After the completion of the Human Genome Project, one thing became abundantly clear to scientists: that they had only begun to scratch the surface of how genetic information was processed within cells. In the years since, advances in sequencing techniques have allowed scientists to uncover the underlying regulatory mechanisms that take place from gene expression to protein metabolite end products—the regulome, as it is often referred, encompasses all of these processes.
Now, researchers from Stanford University have turned their attention to the regulome of the immune system and utilized a newly developed sequencing technique to study how immune genes are toggled on and off and how they are fundamentally different between men and women. Their results revealed some intriguing surprises and may offer new insight into autoimmune disorders.
“Part of why this is possible is a new technology that was invented at Stanford for measuring the accessibility of the genome to regulatory elements,” explained the study's senior author Howard Chang, M.D., Ph.D., professor of dermatology at Stanford University.
The findings from this study were published recently in Cell Systems through an article entitled “Individuality and Variation of Personal Regulomes in Primary Human T Cells.”

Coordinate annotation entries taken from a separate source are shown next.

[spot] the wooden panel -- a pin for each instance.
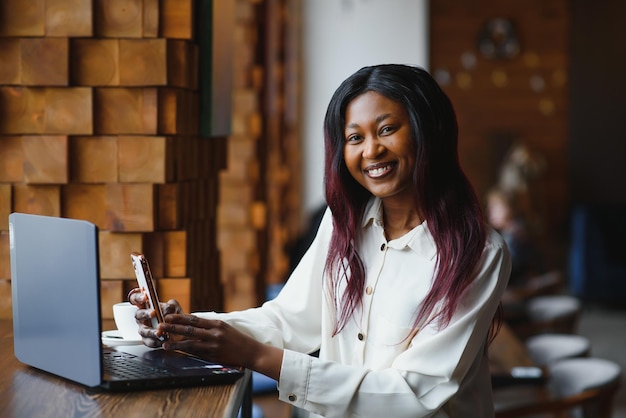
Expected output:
(69, 18)
(52, 110)
(180, 64)
(11, 159)
(118, 18)
(115, 249)
(93, 159)
(129, 207)
(125, 111)
(177, 112)
(150, 18)
(143, 62)
(45, 61)
(5, 208)
(95, 62)
(10, 61)
(167, 251)
(85, 201)
(178, 289)
(38, 200)
(177, 19)
(45, 159)
(143, 159)
(168, 203)
(22, 18)
(500, 101)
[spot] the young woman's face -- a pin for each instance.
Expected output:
(378, 149)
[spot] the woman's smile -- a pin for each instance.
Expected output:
(379, 151)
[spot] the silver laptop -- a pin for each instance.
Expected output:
(56, 314)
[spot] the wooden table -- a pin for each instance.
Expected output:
(26, 392)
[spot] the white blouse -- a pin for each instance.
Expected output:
(376, 366)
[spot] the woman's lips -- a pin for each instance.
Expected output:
(378, 170)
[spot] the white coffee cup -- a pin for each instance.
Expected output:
(124, 316)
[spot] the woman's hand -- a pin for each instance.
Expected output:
(219, 342)
(150, 336)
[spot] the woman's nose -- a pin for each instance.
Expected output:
(372, 148)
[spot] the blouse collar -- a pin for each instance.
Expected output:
(418, 239)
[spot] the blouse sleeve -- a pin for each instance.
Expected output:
(421, 379)
(293, 319)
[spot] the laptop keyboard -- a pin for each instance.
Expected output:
(125, 366)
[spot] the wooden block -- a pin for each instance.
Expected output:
(143, 159)
(178, 289)
(180, 67)
(68, 111)
(23, 110)
(111, 292)
(150, 18)
(242, 238)
(22, 18)
(177, 108)
(129, 207)
(177, 19)
(143, 62)
(115, 249)
(125, 111)
(5, 206)
(36, 199)
(118, 18)
(51, 110)
(175, 253)
(69, 18)
(45, 159)
(85, 201)
(10, 61)
(93, 159)
(11, 159)
(167, 214)
(95, 62)
(166, 252)
(6, 308)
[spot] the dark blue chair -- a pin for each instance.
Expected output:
(597, 254)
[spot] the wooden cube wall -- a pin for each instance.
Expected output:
(99, 104)
(117, 110)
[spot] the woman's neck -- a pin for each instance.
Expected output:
(399, 219)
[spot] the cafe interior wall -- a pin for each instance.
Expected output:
(523, 97)
(100, 122)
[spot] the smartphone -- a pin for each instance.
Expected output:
(146, 284)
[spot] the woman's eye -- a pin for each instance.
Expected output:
(386, 130)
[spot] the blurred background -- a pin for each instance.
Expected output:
(192, 130)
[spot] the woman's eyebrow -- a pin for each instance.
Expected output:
(378, 119)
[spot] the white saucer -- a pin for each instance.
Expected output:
(114, 337)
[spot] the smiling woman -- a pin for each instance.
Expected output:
(379, 151)
(398, 290)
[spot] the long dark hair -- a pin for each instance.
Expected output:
(444, 196)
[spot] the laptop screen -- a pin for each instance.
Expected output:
(56, 295)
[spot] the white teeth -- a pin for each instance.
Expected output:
(378, 171)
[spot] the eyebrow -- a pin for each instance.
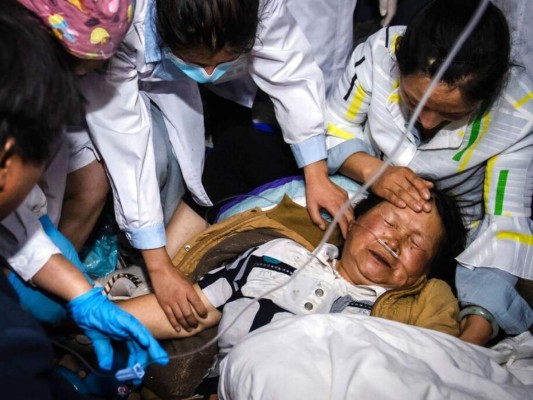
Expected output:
(416, 231)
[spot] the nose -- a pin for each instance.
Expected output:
(430, 119)
(392, 243)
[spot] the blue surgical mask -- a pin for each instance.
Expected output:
(196, 72)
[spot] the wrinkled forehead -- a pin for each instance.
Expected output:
(428, 225)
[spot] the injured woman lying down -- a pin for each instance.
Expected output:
(385, 270)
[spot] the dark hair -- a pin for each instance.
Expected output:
(443, 264)
(479, 68)
(38, 95)
(208, 25)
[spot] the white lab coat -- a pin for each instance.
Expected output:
(118, 113)
(23, 241)
(486, 159)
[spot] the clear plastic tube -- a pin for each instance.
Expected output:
(435, 81)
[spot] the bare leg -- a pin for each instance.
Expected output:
(148, 311)
(85, 197)
(183, 225)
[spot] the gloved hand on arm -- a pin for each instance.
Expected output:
(103, 321)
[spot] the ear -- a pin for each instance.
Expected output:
(6, 157)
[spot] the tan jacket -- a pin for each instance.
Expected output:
(427, 304)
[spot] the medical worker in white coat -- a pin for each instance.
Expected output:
(474, 135)
(145, 116)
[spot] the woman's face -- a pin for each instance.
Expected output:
(390, 246)
(444, 105)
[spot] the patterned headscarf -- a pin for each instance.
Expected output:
(89, 29)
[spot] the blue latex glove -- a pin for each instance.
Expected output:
(67, 248)
(102, 321)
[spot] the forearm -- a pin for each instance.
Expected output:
(360, 166)
(58, 276)
(316, 172)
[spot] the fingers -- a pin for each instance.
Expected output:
(403, 188)
(314, 213)
(198, 305)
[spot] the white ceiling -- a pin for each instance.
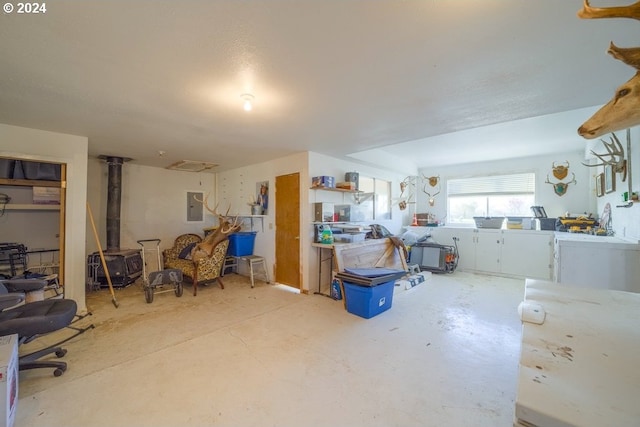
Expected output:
(435, 82)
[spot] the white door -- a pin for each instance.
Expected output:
(488, 244)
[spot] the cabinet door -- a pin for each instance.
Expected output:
(488, 244)
(467, 249)
(527, 254)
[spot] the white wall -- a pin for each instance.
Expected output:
(624, 220)
(579, 198)
(236, 188)
(153, 203)
(38, 145)
(320, 165)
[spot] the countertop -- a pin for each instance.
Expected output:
(581, 366)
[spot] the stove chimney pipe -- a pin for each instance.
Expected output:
(114, 193)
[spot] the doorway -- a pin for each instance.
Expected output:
(33, 216)
(287, 197)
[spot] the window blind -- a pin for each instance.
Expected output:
(521, 183)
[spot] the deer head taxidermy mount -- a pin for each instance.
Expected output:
(561, 171)
(432, 181)
(560, 188)
(623, 110)
(408, 184)
(614, 155)
(226, 226)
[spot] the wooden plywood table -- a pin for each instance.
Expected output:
(370, 253)
(581, 366)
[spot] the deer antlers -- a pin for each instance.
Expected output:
(623, 110)
(588, 12)
(432, 181)
(225, 227)
(613, 157)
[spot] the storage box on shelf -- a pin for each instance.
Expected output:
(241, 243)
(323, 182)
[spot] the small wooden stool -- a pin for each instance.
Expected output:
(256, 260)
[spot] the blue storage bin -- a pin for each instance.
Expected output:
(368, 301)
(241, 243)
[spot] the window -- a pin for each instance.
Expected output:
(375, 200)
(498, 195)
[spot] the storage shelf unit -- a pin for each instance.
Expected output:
(339, 190)
(29, 183)
(31, 207)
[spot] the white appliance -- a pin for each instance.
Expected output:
(8, 379)
(604, 262)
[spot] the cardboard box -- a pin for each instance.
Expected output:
(46, 196)
(323, 212)
(349, 237)
(323, 182)
(241, 243)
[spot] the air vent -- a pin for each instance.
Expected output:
(191, 166)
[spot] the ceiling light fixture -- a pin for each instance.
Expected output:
(248, 99)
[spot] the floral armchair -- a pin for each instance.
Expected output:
(204, 271)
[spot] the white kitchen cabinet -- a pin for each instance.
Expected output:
(488, 251)
(466, 244)
(515, 253)
(527, 254)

Interestingly, the Stanford investigators found that some genes are virtually always on while others seemingly sit unused for quite some time. Moreover, they discovered that the genes which switch on and off differently from person to person are more likely to be associated with autoimmune diseases and that men and women use different regulatory elements to turn on many of the immune system genes. These findings led the team to hypothesize that the difference in activity may explain the much greater incidence of autoimmune diseases such as lupus, scleroderma, and rheumatoid arthritis among women.
“We were interested in exploring the landscape of gene regulation directly from live people and look at differences,” said Dr. Chang. “We asked, 'How different or similar are people?' This is different from asking if they have the same genes. I would say the majority of the difference is likely from a nongenetic source.”
Dr. Chang continued, stating “but the single greatest predictor for genes' tendency to turn on and off was the sex of the person. In terms of significance, sex was far more important than all the other things we looked at, perhaps even combined.”
The Stanford scientists took advantage of a new sequencing technique that Dr. Change helped developed, publishing the initial paper describing the methodology in January, which maps genome-wide chromatin accessibility and was aptly named Assay for Transposase-Accessible Chromatin with high-throughput sequencing (ATAC-seq). This method allowed the researchers to sample living cells in real time in order to follow their regulatory patterns.
“In the past, people needed a huge number of cells to do this kind of measurement. You'd actually need a pound of flesh to get certain rare cell types,” stated Dr. Chang. “So you can't get that out of a live person—and certainly not more than once, right?”
“But now,” continued Dr. Chang, “you are studying copies of copies; you aren't studying the original cells anymore. Those months of being grown in the lab completely changes how the cells are behaving and so you are no longer looking at the personal. How the laboratory cells behave has nothing to do with what the person just ate, whether they had a fight with their girlfriend or whether they had an infection.”
The study looked at T cells from 12 healthy volunteers, measuring the genetic regulatory switches within the immune system of each. Across the 12 healthy volunteers, 7% of the genes were switched on in different patterns from person to person. For each person, these patterns persisted over time, like a unique fingerprint. When the team measured gene activity levels from 30 of the top 500 genes the researchers expected would show gender-influenced activity, they found that 20 of the 30 genes showed significant differential activity between men and women.
Dr. Chang and his colleagues hope that their data will help provide the baseline for future studies that look to determine gene regulatory differences among patients affected with autoimmune diseases.